L’autre partie de l’épargne, la vraie épargne de placement, s’explique par des craintes sur notre État Providence et ce qu’on appelle en économie l’effet Barro-Ricardo : il s’agit de la théorie économique selon laquelle, lorsque l’État s’endette pour effectuer une relance budgétaire, les agents économiques sont capables d’anticiper rationnellement une future hausse des impôts et ainsi réduisent leur consommation. Face à une dette hors contrôle, un système de retraites déséquilibré, il est rationnel pour les ménages français de constituer cette sur-épargne.
Cette épargne n’est pas nécessairement contreproductive ou thésaurisée inutilement – elle circule dans le système bancaire et participe en (faible) partie à l’activité de prêts des banques, même si en réalité une banque ne prête pas vraiment des dépôts, elle utilise plutôt ces dépôts comme levier de création monétaire. Mais les gouvernants et certains économistes en font une présentation pessimiste, au nom de deux arguments : le premier serait que cette épargne serait un prélèvement sur la consommation et le PIB (avec 160 milliards, on gagnerait 6 points de croissance !), le second que l’épargne favoriserait d’abord les plus nantis qui s’enrichiraient, creusant les disparités sociales.
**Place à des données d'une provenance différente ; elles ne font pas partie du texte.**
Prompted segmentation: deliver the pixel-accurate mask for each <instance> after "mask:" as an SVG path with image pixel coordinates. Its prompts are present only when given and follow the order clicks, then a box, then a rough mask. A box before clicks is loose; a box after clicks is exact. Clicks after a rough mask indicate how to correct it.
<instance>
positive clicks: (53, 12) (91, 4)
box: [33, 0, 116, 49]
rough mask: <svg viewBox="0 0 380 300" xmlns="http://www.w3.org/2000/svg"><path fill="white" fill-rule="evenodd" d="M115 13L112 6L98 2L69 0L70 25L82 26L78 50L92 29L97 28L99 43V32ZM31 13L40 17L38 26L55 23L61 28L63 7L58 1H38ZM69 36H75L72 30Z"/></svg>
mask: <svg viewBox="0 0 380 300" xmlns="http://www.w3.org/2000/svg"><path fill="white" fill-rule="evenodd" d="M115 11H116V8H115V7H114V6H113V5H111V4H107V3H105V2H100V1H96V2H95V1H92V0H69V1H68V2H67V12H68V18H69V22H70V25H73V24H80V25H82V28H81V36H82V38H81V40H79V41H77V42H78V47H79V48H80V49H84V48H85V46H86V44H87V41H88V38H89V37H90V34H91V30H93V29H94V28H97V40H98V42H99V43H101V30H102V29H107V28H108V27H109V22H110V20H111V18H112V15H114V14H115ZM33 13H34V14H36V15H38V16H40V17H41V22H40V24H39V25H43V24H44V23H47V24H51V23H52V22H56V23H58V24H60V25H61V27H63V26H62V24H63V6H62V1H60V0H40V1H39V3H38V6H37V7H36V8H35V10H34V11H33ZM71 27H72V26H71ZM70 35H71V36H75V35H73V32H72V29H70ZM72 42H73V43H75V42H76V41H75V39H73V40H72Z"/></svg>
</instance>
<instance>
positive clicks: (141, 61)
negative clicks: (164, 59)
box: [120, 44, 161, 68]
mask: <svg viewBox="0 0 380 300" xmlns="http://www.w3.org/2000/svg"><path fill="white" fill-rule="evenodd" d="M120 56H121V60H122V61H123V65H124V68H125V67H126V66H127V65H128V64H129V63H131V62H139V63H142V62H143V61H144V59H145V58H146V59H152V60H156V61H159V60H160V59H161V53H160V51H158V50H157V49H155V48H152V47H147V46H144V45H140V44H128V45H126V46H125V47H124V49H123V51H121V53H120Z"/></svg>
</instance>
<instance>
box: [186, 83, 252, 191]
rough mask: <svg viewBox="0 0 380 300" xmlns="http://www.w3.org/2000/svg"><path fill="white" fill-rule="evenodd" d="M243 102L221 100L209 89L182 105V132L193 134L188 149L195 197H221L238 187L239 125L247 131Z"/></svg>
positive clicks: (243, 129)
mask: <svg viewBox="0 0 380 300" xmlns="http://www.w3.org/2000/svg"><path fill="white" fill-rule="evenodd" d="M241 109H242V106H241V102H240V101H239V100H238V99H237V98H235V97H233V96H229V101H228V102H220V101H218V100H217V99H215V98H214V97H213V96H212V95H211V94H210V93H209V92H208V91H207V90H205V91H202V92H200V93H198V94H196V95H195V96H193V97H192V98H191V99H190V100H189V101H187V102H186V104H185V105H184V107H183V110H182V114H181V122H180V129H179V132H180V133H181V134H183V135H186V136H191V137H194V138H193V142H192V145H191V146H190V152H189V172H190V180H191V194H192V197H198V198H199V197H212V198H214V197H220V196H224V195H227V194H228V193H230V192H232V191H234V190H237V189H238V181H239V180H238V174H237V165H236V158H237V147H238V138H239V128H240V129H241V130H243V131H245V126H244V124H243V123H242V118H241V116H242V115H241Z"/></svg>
En réalité, on peut inciter à une utilisation intelligente d’une partie de cette épargne, à condition d’améliorer l’information financière à destination des ménages, de mieux réguler les professionnels de l’investissement et d’imaginer de nouveaux produits (qui souvent existent dans d’autres pays, il suffit ici de copier nos voisins). Il est primordial d’imaginer de nouveaux dispositifs qui permettent d’utiliser une partie du potentiel d’épargne pour la flécher vers les entreprises françaises qui font la vitalité économique du pays. Le financement de moyen terme vers les entreprises s’est considérablement développé avec la désintermédiation bancaire.
Par ailleurs, un vrai plan public-privé d’investissements dans les infrastructures, la rénovation énergétique et le logement intermédiaire, donnerait naissance à des produits de rendement intéressants pour les ménages. Cela suppose l’implication intelligente et non autoritaire des pouvoirs publics, mais aussi le développement d’un système de retraites par capitalisation ; nul pays n’a 100% de capitalisation ou de répartition en la matière, mais la période post-Covid, avec un excès d’épargne thésaurisée sans débouchés, serait le moment idoine pour expérimenter une part de capitalisation dans nos retraites.